Monday, May 3, 2010

Consolidating Puerto Rico's Banks

Last Thursday, I came across an article in the New York Times with the following title: "Puerto Rican Lenders Face their Own Crisis." It was a foreshadowing as to what would occur the following day, when RG Financial Bank, Westernbank and Eurobank were bought by Scotiabank, Banco Popular (the island's largest bank), and Oriental Bank and Trust, respectively. This sell-off cost the American taxpayers a little over $5 billion. All three bank closings by FDIC agents took place smoothly and without incident. Deposits of up to $250,000, at nearly all banks on the island are protected by the FDIC, just as they are on the mainland U.S. Thus, there was little or no panic amongst bank customers.
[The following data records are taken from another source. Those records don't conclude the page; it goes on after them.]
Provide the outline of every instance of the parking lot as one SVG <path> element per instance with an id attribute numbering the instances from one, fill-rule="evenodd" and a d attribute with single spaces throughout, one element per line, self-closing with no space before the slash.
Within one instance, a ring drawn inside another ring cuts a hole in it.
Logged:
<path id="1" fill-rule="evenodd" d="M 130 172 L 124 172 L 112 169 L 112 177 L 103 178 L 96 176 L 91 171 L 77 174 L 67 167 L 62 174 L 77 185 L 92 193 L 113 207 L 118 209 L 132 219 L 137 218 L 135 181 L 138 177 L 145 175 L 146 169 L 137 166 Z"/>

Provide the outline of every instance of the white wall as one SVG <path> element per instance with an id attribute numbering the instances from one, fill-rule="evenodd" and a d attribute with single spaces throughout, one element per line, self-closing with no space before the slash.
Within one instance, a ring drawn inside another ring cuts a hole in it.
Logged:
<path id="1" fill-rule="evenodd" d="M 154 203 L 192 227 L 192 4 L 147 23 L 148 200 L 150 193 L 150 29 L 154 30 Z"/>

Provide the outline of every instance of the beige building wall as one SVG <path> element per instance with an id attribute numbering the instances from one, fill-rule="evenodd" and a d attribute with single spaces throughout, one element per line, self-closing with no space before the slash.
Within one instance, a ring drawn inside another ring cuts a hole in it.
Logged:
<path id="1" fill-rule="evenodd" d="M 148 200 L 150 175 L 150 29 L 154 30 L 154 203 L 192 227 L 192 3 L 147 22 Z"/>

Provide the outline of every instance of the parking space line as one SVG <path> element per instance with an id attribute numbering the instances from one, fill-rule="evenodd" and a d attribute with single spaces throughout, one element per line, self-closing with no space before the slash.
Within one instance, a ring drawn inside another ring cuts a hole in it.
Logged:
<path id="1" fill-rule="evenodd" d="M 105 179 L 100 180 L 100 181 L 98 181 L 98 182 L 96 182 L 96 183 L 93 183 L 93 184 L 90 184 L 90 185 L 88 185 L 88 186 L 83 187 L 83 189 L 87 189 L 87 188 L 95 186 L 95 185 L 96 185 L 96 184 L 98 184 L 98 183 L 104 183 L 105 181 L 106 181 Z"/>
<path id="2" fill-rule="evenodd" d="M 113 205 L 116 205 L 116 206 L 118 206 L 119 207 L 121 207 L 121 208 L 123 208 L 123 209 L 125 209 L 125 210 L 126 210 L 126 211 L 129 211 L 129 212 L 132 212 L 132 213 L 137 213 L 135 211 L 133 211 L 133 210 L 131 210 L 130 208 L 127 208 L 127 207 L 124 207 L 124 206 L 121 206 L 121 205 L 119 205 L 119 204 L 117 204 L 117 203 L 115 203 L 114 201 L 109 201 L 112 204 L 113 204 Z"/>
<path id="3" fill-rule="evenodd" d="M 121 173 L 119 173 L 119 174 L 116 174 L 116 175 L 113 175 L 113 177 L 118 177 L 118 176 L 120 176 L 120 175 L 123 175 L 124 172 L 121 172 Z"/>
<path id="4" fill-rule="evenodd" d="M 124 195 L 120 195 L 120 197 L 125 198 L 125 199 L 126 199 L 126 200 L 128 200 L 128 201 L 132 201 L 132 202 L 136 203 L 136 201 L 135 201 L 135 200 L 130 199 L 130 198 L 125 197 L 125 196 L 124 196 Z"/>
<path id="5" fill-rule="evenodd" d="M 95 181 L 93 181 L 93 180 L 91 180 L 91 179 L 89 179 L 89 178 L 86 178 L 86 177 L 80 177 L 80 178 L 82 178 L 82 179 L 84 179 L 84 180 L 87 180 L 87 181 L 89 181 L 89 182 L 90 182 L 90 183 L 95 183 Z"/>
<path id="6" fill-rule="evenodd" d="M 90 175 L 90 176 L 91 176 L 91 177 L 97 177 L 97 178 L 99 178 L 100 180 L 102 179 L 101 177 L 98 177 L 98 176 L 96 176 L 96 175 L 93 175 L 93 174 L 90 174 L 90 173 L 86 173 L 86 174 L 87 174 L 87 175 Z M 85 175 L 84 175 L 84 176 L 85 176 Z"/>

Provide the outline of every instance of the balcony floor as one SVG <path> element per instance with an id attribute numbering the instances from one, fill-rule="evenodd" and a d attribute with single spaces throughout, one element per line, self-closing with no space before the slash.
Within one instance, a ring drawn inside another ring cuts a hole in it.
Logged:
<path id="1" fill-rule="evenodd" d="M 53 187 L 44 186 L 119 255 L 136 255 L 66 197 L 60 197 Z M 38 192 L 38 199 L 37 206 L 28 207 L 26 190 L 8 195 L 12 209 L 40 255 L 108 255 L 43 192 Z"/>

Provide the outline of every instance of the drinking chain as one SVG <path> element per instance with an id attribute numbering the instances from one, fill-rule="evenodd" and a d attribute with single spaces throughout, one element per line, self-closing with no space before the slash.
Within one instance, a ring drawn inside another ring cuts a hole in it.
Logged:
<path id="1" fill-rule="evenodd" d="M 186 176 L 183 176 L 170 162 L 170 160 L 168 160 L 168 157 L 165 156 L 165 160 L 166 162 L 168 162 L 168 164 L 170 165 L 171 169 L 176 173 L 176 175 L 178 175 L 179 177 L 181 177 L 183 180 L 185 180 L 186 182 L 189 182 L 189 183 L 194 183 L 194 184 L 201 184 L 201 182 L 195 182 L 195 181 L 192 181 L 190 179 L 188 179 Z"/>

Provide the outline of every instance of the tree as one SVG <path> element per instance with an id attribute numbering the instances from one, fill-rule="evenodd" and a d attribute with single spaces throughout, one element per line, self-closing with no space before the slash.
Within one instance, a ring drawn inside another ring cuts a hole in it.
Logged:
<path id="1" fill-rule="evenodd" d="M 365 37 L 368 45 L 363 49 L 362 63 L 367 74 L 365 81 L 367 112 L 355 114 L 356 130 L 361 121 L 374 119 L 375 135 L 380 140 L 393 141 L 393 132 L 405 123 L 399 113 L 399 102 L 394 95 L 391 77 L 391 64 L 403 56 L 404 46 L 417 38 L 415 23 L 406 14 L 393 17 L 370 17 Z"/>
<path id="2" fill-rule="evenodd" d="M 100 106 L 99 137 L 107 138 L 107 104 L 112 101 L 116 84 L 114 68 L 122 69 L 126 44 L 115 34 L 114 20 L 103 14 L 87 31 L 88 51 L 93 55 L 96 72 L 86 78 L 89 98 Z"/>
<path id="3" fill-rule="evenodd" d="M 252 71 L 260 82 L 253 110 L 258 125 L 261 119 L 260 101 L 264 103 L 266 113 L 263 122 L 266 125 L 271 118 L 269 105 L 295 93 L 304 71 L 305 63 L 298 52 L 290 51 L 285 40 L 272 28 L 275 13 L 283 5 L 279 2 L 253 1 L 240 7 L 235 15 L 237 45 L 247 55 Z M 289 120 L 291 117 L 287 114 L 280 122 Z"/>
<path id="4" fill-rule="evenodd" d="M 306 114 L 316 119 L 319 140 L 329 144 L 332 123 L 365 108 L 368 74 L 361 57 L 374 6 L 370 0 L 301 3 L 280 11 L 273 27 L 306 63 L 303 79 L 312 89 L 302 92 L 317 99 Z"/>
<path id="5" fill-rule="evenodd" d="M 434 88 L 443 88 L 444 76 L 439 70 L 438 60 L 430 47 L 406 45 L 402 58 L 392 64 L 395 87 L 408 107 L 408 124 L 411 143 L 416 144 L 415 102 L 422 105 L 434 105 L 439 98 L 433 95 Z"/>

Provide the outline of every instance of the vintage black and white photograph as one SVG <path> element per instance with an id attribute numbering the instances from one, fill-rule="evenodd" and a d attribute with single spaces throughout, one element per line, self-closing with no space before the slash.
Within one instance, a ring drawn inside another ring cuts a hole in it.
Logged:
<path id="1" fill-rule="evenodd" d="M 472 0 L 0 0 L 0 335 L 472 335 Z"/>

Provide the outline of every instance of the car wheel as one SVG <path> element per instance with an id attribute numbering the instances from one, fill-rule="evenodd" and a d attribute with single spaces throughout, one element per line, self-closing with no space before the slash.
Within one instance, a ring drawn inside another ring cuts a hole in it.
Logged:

This latest round of bank closings didn't come as a huge shock to some, as all three banks have already been warned by the FDIC to raise its liquidity levels, or merge with other healthier banks. In fact, they were given a March 31st deadline to do so. Most of these failed banks bet heavily on the local housing market, which is considered to be over-saturated. Their combined deposits represented over a quarter of the island's total deposits. The financial crisis, which has led to over 200 bank failures in the mainland U.S since the beginning of 2008, can now include these three Puerto Rican banks on its list. After this consolidation, the Puerto Rican banking sector now has seven major players. Gov. Fortuño claims the island now has a stronger banking system, as a result of these closures. However, many foresee an even more tightening of the belt when it comes to taking out a loan. Thus, adding insult to injury to an already weak economy, which has been in a recession for the past four years going on five.